Photo © Hugo Glendinning

What Did We See?

Here is letter I received from (The Rev.) Mary Haddad, Cathedral Canon, American Cathedral in Paris. Mary came to the premiere of What Did We See? – my orchestral suite from Between Worlds – for its premiere at the BBC Proms on 25th July 2018.


So, where to begin. The whole experience at Royal Albert Hall was a little surreal and ironic.  I was in London only by accident having been invited for the 60th birthday concert at Wigmore Hall of pianist Angela Hewitt, performing the Goldberg Variations on Thursday, July 26.  My friend Ian had tickets for the proms the night before, Beethoven and Brahms, so I came a day early for that, my first proms and concert at Royal Albert Hall.

Back to 2001 in NYC: I was recently ordained a priest in the Episcopal Church, working at the Byzantine-domed St.

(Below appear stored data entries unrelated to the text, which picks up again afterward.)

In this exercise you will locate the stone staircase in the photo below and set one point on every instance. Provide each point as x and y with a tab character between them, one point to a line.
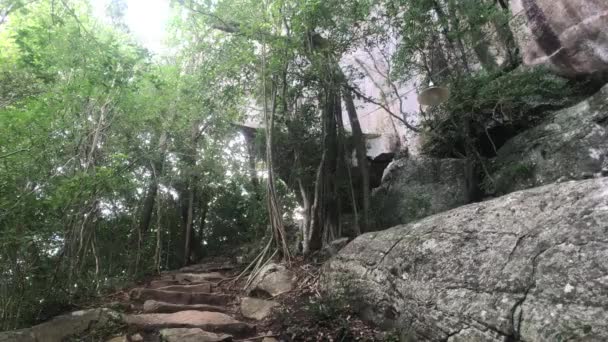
191	305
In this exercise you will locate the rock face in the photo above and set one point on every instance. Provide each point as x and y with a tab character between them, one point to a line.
257	309
571	143
413	188
61	327
568	35
186	298
529	266
192	335
209	321
152	306
273	280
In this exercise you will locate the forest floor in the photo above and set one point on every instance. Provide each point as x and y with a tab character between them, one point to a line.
210	296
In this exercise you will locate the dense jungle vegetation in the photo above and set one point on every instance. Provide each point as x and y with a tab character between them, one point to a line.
117	162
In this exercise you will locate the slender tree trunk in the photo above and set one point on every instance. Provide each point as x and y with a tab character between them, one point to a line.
361	152
189	219
157	168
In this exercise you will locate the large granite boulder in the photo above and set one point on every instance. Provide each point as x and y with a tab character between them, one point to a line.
529	266
571	143
64	326
416	187
570	36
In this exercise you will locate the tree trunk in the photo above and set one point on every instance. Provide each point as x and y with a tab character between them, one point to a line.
361	152
189	219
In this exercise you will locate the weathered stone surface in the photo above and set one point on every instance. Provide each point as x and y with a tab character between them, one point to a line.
529	266
568	35
155	284
152	306
416	187
192	335
273	280
60	327
202	287
208	267
209	321
256	308
175	297
184	278
571	143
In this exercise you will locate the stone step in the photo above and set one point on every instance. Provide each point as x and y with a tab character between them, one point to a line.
208	267
189	277
192	335
258	309
153	306
175	297
155	284
216	322
201	287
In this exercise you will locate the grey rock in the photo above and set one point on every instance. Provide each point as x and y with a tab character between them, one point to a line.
216	322
571	143
192	335
567	35
413	188
258	309
153	306
529	266
61	327
272	280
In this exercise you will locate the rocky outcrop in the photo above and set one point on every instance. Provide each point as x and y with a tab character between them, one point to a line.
271	281
192	335
571	143
258	309
529	266
143	294
416	187
153	306
61	327
568	35
216	322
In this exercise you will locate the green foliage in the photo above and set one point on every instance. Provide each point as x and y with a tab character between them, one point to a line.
511	100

Bartholomew’s Church in midtown Manhattan.  On Tuesday, September 11, I was invited to be one of 20 people to be part of the studio audience for the then Archbishop of Wales Rowan Williams (he went on to become Archbishop of Canterbury), giving four televised lectures on Spiritual Formation in the Twenty-first Century.  Trinity Church Wall Street which owns most of lower Manhattan including the little St. Paul’s Church where George Washington worshipped, had en entire television studio in its office building a block away from the World Trade Center.  We all began arriving as scheduled at 8:45am as the nightmare that was 9/11 began to unfold within eyesight and earshot.  Several times that morning we all thought we were going to die.

When I got out of the car that morning the first plane had just struck within minutes but I didn’t know that or see that.  I only looked up in the sky and saw the very first jolt of the building with lots of silver twinkling in the blue sky; it was ironically a very beautiful sight. Strange but beautiful.  In New York anything is possible and I remember thinking, is that ticker tape, like some magical release from the buildings of a zillion pieces of something glistening in the morning sky. Then closer and more dangerous unfolding….in the lobby of Trinity Wall Street as second plane hit sounding like an explosion in our building, where we were then sequestered to be in the sealed safety of the television studio.  When the first building came down, visible on TV to the whole world but not to us, it caused the windows in our building to explode on the lower floors and our building filled with smoke. That’s when we didn’t know if our building was on fire, but it was one of the shock waves that suggested we’re going to die.  Someone found construction equipment in a closet and we were wearing smoke masks and huddled in a stair well in the basement of the building when police opened the doors and said we had to evacuate. We stepped out into darkness and inches of dust, still raining down. I remember seeing computer screens on the street and ladies shoes all in what looked like a war zone but it did not register that those belonged to a human being and that all that dust was pulverized remains of….what?  Who could process any of that in the state of shock we were in.  We began to run together toward Battery City. I remember turning back to see where others in the group were and seeing a wall of darkness moving which was the second tower coming down. We outran it – you could because if you remember from all the videos, it was like a mushroom cloud that had its layers and eventually settled.  We made it to a construction trailer in Battery Park where we huddled together until the cloud settled and revealed sunny skies again.  Somehow the city was sending buses to collect people and we got on a bus that dropped us off at 34th street and we walked the rest of the way to upper manhattan covered in dust.  Rowan Williams wrote a little book about it called Writing in the Dust or something like that.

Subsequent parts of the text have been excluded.